Tech firms that use behavioral targeting in their marketing of individual consumers regarding financial products are liable for violations if they do not comply with federal consumer finance protections, the federal consumer financial protection agency warned in an interpretive rule Wednesday.
In a release, the Consumer Financial Protection Bureau (CFPB) said digital marketers are typically service providers for purposes of the law when they are involved in the identification or selection of prospective customers or the selection or placement of content to affect consumer behavior. “Digital marketers acting as service providers can be held liable by the CFPB or other law enforcers for committing unfair, deceptive, or abusive acts or practices as well as other consumer financial protection violations,” the agency said.

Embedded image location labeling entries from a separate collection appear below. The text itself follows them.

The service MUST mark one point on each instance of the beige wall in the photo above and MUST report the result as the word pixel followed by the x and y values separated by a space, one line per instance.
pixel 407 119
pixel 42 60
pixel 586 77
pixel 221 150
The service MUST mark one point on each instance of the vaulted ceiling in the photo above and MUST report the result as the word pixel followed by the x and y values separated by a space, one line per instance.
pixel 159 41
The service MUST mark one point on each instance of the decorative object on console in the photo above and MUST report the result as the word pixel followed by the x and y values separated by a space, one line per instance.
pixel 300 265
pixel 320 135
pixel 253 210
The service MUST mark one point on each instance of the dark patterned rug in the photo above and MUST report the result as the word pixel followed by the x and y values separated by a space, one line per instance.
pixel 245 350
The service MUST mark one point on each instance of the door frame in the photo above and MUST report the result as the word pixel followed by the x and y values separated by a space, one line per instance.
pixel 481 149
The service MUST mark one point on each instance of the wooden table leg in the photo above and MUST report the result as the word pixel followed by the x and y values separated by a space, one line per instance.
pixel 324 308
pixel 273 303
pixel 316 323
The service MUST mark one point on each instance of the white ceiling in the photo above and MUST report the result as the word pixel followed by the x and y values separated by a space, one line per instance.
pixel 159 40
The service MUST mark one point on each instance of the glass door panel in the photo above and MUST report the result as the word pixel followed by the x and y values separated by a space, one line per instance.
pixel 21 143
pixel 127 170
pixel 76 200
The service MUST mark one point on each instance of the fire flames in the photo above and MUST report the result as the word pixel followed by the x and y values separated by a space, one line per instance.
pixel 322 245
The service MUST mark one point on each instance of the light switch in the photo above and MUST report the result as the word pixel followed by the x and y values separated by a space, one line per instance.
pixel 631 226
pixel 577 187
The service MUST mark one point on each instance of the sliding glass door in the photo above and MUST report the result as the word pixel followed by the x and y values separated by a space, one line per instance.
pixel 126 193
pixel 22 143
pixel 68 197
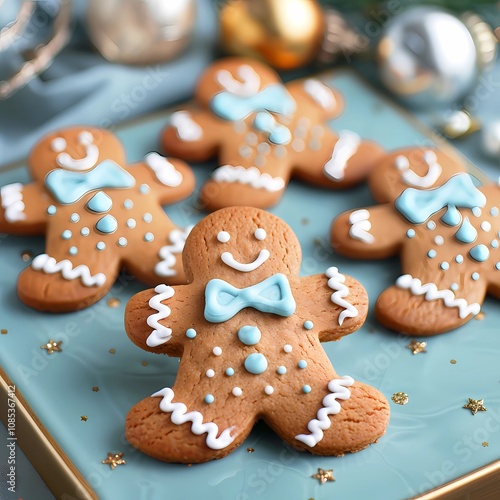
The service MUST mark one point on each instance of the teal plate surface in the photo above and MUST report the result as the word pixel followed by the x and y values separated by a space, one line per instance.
pixel 430 441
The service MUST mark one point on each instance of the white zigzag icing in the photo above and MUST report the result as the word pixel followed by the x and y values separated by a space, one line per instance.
pixel 12 202
pixel 166 253
pixel 336 282
pixel 360 226
pixel 165 172
pixel 251 176
pixel 338 389
pixel 179 416
pixel 49 265
pixel 160 334
pixel 431 292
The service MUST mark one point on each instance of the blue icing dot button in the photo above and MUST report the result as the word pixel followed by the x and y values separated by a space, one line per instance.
pixel 99 203
pixel 106 224
pixel 256 363
pixel 249 335
pixel 480 253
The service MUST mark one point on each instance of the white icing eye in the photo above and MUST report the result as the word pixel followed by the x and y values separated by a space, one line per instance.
pixel 58 144
pixel 223 236
pixel 85 138
pixel 260 234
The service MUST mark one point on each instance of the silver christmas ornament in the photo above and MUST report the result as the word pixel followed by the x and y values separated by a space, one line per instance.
pixel 140 31
pixel 429 57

The bureau highlighted two areas of its rule. First, the agency said its rule states that digital marketers provide “material services” (those that are “significant or important”) to financial firms. “Digital marketing providers are typically materially involved in the development of content strategy when they identify or select prospective customers or select or place content in order to encourage consumer engagement with advertising,” the agency stated. “Digital marketers engaged in this type of ad targeting and delivery are not merely providing ad space and time, and they do not qualify under the ‘time or space’ exception.”
Second, the agency said its rule explains that it, the various states, and other consumer protection enforcers can sue digital marketers to stop violations of consumer financial protection law. “Service providers are liable for unfair, deceptive, or abusive acts or practices under the Consumer Financial Protection Act. When digital marketers act as service providers, they are liable for consumer protection law violations,” the agency said.
The CFPB said that digital marketers go beyond the “traditional” form of advertising practices (relying on methods for exposing a product or service to as wide an audience as possible, such as by purchasing time and space for a TV commercial on the most watched station or show).
By contrast, digital marketers, the agency asserted, work to maximize individuals’ interactions with ads. “They may harvest personal data to feed their behavioral analytics models that can target individuals or groups that they predict are more likely to interact with an ad or sign up for a product or service,” the agency said.
“When digital marketing providers go beyond traditional advertising, they are typically covered by the Consumer Financial Protection Act as service providers,” the agency stated. “The Act contains an exception for companies that solely provide time or space for an advertisement for a consumer financial product or service through print, newspaper, or electronic media.”
However, the CFPB said its rule states that the exception does not cover firms that are materially involved in the development of content strategy.